The vodka seared a hollow in his delicate throat and it made his breath feel loud inside him, flooding his veins, liquid distilled from lava, a tasteless taste that usually brought tears as he walked with the bottle into the hot other room where the canvas sat sketched without colour on the easel. In the dog’s red wax eyes Darcy sought all kinds of forgiveness, for his mother and father, the Mormon, the soldier, and he searched in its eyes for himself, asked how he should paint this, the charcoal in his newly warmed fingers. He had the pavilions, the fountain, he had what they wanted, the obelisk mounted with the shape of the dog, the only colour so far in those red torch-lit eyes.

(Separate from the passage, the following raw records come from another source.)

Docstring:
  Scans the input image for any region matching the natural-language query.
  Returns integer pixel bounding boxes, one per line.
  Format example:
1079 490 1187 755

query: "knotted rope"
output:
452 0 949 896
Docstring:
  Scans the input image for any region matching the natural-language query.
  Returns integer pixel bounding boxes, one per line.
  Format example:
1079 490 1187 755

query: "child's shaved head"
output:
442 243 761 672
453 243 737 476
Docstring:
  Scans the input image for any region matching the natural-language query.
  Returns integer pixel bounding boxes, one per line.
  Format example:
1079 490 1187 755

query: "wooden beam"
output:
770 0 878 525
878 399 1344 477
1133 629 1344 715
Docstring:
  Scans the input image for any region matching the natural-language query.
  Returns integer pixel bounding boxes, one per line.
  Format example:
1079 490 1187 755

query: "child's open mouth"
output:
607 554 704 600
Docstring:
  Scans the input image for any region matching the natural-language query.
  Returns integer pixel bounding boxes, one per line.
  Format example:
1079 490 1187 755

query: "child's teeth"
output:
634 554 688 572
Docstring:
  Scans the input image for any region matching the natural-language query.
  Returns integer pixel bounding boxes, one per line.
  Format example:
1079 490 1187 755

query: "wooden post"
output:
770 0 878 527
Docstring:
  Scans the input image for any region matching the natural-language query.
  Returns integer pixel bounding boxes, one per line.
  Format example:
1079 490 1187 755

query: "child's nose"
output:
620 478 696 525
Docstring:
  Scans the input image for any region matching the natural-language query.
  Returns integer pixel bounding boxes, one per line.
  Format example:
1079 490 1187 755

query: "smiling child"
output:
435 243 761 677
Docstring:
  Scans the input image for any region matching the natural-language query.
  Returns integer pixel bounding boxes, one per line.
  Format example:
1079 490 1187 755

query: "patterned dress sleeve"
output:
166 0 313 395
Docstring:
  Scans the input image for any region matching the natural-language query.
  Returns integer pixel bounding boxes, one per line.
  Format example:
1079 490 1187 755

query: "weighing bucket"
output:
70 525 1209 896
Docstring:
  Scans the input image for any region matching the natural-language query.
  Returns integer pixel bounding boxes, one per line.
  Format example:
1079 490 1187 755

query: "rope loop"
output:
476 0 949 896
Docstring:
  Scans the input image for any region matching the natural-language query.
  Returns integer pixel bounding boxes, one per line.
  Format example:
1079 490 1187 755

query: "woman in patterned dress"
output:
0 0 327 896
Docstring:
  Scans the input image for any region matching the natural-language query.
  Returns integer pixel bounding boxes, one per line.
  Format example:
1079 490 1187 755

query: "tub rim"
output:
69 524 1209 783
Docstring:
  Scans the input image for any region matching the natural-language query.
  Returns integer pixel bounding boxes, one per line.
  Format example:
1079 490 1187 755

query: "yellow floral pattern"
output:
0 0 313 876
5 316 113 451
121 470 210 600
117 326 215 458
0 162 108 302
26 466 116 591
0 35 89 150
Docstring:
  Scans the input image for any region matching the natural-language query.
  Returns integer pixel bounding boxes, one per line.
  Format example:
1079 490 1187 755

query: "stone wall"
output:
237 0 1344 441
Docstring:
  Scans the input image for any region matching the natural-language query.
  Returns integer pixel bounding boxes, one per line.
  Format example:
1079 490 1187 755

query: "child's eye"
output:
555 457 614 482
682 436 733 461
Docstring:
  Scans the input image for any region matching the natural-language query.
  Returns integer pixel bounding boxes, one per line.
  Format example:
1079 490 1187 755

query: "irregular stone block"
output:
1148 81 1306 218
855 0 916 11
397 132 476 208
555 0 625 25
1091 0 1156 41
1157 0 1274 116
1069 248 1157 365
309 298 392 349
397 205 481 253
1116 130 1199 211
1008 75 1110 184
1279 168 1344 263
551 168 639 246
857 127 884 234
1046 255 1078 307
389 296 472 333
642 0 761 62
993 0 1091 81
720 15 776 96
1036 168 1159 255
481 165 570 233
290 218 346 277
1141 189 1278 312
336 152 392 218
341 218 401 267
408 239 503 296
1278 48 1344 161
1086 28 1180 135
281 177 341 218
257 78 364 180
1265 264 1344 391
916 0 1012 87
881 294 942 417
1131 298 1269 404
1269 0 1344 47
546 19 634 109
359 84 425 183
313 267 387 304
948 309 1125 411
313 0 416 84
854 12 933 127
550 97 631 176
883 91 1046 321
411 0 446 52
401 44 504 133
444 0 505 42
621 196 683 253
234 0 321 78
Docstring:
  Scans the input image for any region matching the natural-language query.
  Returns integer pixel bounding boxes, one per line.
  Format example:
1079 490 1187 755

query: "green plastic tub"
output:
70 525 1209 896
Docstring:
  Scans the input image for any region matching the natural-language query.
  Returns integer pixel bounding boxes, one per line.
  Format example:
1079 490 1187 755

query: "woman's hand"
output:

He remembered Laika as famous, launched in that rocket, but did she ever come back?
Darcy picked up the waxen puddle of the cinnamon candle from last night. He’d paint it for penance, not just for himself, he’d paint it in wax with the stash of Fin’s candles. He pulled her collection from the drawer of the end table, red and cream and yellow, a royal blue, the paraffin scaly and rough in his fingers as he laid them out like paints on the ironing board. He covered the ironing board roughly with pages of Izvestia , newspaper photos of Andropov living and dead, and laid Fin’s cheap oils and Russian watercolours alongside the candles. Melted wax and paint, it would be naïve and primitive, all he needed was heat.
The travelling iron sat on the board like an invitation. Its plastic handle folded into its shell, and he lay it on its back like a silver beetle, a miniature hotplate. Another swig and a burn in his pharynx that rushed to his ears and it made him feel too close to his mother, snapping candles, ripping at wicks and pushing their nubs into the iron’s heat. He grabbed a teardrop knife from Fin’s paintbox, Fin who he wished hadn’t turned around. He kneaded the molten wax with the blade, conjured the boy in the square and his juggling, but the vodka had eclipsed that, so he turned to the dog on the canvas.